By way of background, The Dodd-Frank Act (D-F) mandates that Qualified Mortgages (QM) under the Ability to Repay Rules (ATR) have limited points and fees and certain types of loan originator compensation (MLO Comp) must be included in those fee calculations. When the Consumer Financial Protection Bureau (CFPB) issued rulesunder (ATR) earlier this year to factor MLO comp into the APR equation, the initial rulemaking left the mortgageindustry in a state of ambiguity, created operational complexity for lenders, and caused an avalanche of concern over negative impacts on the cost and availability of credit.
Factoring MLO Comp into APR
Under the revised rule, the compensation paid by a mortgage broker to a loan originator employee or paid by a lender to a loan originator employee does not count towards the points and fees threshold.
Importantly, the amended rule also excludes from points and fees loan originator compensation paid by a consumer to a mortgage broker when that payment has “already been counted toward the points and fees thresholds as part of the finance charge under § 1026.32(b)(1)(i).” This amendment does not change the January 2013 final rule under which compensation paid by a creditor to a mortgage broker must be included in points and fees, in addition to any origination charges paid by a consumer to a creditor.

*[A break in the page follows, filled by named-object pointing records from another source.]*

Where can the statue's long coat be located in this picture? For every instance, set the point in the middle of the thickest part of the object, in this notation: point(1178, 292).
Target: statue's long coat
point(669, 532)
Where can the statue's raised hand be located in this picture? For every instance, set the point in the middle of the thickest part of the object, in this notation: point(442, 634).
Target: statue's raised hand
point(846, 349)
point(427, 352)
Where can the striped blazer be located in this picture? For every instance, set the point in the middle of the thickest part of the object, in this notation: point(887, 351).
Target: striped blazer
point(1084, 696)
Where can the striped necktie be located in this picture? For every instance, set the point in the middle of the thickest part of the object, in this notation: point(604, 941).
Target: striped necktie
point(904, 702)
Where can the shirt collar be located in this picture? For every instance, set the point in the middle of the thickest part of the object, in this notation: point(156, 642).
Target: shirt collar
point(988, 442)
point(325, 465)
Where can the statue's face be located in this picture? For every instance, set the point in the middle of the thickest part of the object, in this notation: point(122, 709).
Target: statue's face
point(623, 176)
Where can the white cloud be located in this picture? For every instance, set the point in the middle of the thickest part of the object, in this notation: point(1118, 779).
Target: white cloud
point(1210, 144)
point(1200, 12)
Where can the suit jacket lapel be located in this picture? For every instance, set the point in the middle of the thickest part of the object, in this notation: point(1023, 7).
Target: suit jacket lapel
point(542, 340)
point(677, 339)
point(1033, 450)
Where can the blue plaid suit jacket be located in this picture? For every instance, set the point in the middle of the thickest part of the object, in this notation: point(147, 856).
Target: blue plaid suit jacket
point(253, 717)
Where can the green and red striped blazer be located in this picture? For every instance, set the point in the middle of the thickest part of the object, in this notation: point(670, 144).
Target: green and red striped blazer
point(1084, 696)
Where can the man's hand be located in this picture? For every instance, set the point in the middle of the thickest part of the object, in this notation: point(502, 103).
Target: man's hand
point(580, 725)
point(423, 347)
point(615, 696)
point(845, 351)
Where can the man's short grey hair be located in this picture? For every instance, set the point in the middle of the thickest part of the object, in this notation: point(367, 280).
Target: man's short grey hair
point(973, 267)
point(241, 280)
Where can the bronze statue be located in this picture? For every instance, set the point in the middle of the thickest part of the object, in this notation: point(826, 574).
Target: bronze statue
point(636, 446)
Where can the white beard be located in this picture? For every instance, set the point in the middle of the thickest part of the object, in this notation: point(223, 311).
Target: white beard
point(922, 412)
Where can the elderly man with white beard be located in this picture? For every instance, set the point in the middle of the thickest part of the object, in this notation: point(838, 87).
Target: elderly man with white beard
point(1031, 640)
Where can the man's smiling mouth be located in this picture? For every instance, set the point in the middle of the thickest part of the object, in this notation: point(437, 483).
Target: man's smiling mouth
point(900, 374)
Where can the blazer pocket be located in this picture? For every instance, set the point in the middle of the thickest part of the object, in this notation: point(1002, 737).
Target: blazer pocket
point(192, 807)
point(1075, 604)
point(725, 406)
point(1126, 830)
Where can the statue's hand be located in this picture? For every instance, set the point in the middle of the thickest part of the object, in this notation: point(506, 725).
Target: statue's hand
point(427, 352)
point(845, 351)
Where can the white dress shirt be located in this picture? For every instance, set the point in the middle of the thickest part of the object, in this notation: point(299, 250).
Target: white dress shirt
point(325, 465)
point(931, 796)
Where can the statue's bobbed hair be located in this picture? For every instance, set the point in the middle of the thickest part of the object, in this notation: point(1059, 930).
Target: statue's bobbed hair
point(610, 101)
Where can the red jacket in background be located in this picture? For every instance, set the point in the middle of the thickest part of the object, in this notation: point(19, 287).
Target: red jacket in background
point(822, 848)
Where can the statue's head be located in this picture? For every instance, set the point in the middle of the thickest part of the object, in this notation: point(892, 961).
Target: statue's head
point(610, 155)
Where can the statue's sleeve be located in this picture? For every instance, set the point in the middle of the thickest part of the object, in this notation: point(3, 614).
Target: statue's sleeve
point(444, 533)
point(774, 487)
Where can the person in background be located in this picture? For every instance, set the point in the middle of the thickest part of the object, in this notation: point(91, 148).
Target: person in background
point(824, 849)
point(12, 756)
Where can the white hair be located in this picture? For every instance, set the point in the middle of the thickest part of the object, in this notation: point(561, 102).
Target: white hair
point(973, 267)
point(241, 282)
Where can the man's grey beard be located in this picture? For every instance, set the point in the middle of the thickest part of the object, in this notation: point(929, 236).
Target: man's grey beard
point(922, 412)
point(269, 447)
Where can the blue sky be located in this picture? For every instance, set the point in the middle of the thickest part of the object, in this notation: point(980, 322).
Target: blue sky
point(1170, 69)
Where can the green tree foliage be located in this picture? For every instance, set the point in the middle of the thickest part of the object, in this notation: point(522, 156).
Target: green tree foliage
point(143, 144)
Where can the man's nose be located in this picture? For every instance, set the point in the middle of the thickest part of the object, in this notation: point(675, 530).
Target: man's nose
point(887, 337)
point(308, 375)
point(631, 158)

Revised Balloon Note Exemption
The ability-to-repay rule that was established in January also has a requirement that borrowers must have a debt-to-income ratio of 43% or less in order to achieve QM status. Originally, these rules would have banned balloon loans unless they were originated in certain rural or undeserved areas. To establish the definition for what constitutes a rural area under the exemption, the CFPB initially used the USDA’s Urban Influence codes. For many good reasons, that strategy was meet with significant push-back from community based lenders that hold these types of loans in portfolio. Based on Wednesday’s revisions, the final rule now gives QM status to banks that offer certain balloon loans held in portfolio, have $2 billion of assets or less, and make fewer than 500 loans annually. For now, these banks will now have two years to continue originating these types of loans and the final rule allows small creditors to charge a higher annual percentage rate (APR) and still receive QM /safe harbor status. It is expected that the CFPB will continue to study this area as it works to establish more of a long-term strategy to ensure that borrowers can continue to access fair credit solutions.
Exemption for Lenders Serving Low and Moderate Income Customers
In addition to the new balloon loan exception, the CFPB revised its rule to exempt certain nonprofits and community lenders from the ability-to-repay provision entirely. The exemption applies to lenders that make fewer than 200 home loans per year and serve only low- and moderate-income consumers. This threshold had originally been established at 100 loans per year or less.
On Wednesday, the CFPB also issued a rule delaying the effective date of a provision that prohibits creditors from financing certain credit insurance premiums in connection with certain mortgage loans. More information can be found on the CFPB’s website at www.cfpb.gov.